Rozdział 24

6.4K 660 95
                                    

Wiadomość, którą przysłał mi Ashton spowodowała, iż ta noc stała się jedną z tych całkowicie nieprzespanych. Przez kilka godzin przekręcałam się z boku na bok, nie mogąc zasnąć i ciągle bijąc się z własnymi myślami, które nawet na chwilę nie dawały mi spokoju. W końcu kiedy na dworze zrobiło się już jasno, wstałam z łóżka nie mogąc dłużej znieść ciągłego leżenia i bezustannego patrzenia na ściany czy sufit. Zarzuciłam na siebie szlafrok i powolnym, leniwym krokiem udałam się do kuchni. Wchodząc do pomieszczenia, napotkałam zdziwiony wzrok mamy. Widok mojej osoby o godzinie szóstej w sobotni poranek był czymś wyjątkowo rzadkim i coś takiego praktycznie nigdy nie miało miejsca. Wzięłam z lodówki butelkę soku pomarańczowego, po czym znów udałam się na piętro do mojego pokoju.

Resztę poranka oraz część przedpołudnia spędziłam przy biurku, odrabiając wszystkie zaległe prace domowe. Nie miałam nic do roboty, więc zajęcie się czymś było dobrym pomysłem i te kilka godzin zleciało mi naprawdę szybko. Kiedy skończyłam, spakowałam książki i zeszyty do szafki, po czym położyłam się na łóżku i włączyłam komputer. Po kilkunastu minutach rozbrzmiał dźwięk mojego telefonu. Przez moje ciało przeszedł nieprzyjemny dreszcz kiedy zobaczyłam nową wiadomość. Mogła być ona od każdego, ale pierwszą osobą, która przyszła mi na myśl był Ashton. Z trudem odblokowałam urządzenie i odczytałam smsa. Odetchnęłam z ulgą widząc kto był nadawcą.

Od: Luke

Przyjadę po ciebie za godzinę.

Widząc, że nie miałam zbyt wiele czasu na przygotowanie się, pospiesznie wstałam z łóżka i pognałam do łazienki, chcąc doprowadzić się do porządku. Punktualnie o trzynastej, czarny mercedes należący do Caluma zatrzymał się na ulicy zaraz pod moim domem. Wrzuciłam szybko wszystkie niezbędne rzeczy do torebki i wyszłam z pokoju. Przy drzwiach wyjściowych spotkałam mamę, która stała w progu z założonymi rękoma, posyłając mi pytające spojrzenia.

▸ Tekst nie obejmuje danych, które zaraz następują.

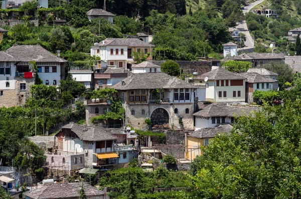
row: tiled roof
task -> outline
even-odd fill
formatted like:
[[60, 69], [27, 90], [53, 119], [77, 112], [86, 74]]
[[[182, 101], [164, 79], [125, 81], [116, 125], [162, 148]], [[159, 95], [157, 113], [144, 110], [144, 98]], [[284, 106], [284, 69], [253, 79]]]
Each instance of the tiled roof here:
[[[84, 189], [88, 198], [104, 195], [103, 191], [84, 182]], [[37, 189], [27, 192], [24, 194], [32, 199], [78, 198], [78, 190], [82, 182], [55, 183], [43, 185]]]
[[112, 86], [116, 90], [154, 89], [156, 88], [194, 88], [192, 84], [177, 77], [161, 73], [133, 74]]
[[208, 80], [243, 80], [245, 78], [236, 75], [222, 68], [218, 68], [204, 73], [198, 76], [198, 79], [204, 79], [205, 77], [208, 77]]
[[129, 47], [154, 47], [137, 38], [108, 38], [104, 41], [104, 44], [102, 42], [99, 43], [100, 46], [126, 46]]
[[247, 78], [247, 81], [249, 83], [274, 83], [276, 81], [256, 73], [239, 73], [239, 75]]
[[237, 45], [232, 42], [228, 42], [226, 44], [223, 44], [223, 46], [237, 46]]
[[[117, 137], [112, 135], [111, 131], [107, 132], [107, 129], [102, 127], [94, 127], [79, 125], [74, 122], [70, 122], [62, 127], [69, 129], [75, 133], [81, 140], [103, 141], [117, 139]], [[119, 132], [118, 129], [116, 131]], [[60, 133], [60, 132], [58, 133]]]
[[246, 114], [249, 114], [253, 111], [258, 111], [260, 108], [250, 106], [227, 106], [219, 103], [213, 103], [205, 107], [193, 114], [195, 116], [208, 117], [233, 117]]
[[132, 68], [161, 68], [161, 66], [157, 65], [152, 62], [145, 61], [138, 64], [132, 65]]
[[114, 17], [115, 15], [102, 9], [91, 9], [87, 12], [87, 15], [93, 16], [112, 16]]
[[217, 127], [201, 128], [191, 133], [188, 135], [188, 137], [211, 138], [215, 137], [219, 133], [227, 133], [229, 134], [233, 128], [233, 126], [230, 124], [223, 124]]
[[[14, 46], [4, 52], [14, 58], [14, 61], [36, 62], [67, 62], [39, 45]], [[7, 57], [0, 56], [0, 61], [7, 61]]]
[[5, 29], [3, 29], [2, 28], [0, 28], [0, 33], [7, 33], [9, 32], [9, 31], [7, 31]]
[[248, 73], [257, 73], [258, 75], [271, 75], [271, 76], [277, 76], [277, 73], [274, 73], [273, 72], [270, 71], [268, 70], [263, 68], [250, 68], [247, 71]]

- Coś nie tak? – spytałam, nie wiedząc jaki był powód jej dziwnego zachowania.

- Nie chciałabyś mi o czymś powiedzieć, Emilie?

- Nie? – odpowiedziałam pytaniem na pytanie, kompletnie nie rozumiejąc o co jej chodziło.

- Spotykasz się z kimś? – spytała, na co ja parsknęłam śmiechem. – Co cię tak bawi? – dodała.

- Nic, mamo – odpowiedziałam kręcąc głową. – Z nikim się nie spotykam, dlaczego pytasz?

- Już kilka razy zauważyliśmy z tatą jak jakiś chłopak odwozi cię do domu, albo przyjeżdża po ciebie. Teraz też widzę, że właśnie na ciebie czeka – wyjaśniła.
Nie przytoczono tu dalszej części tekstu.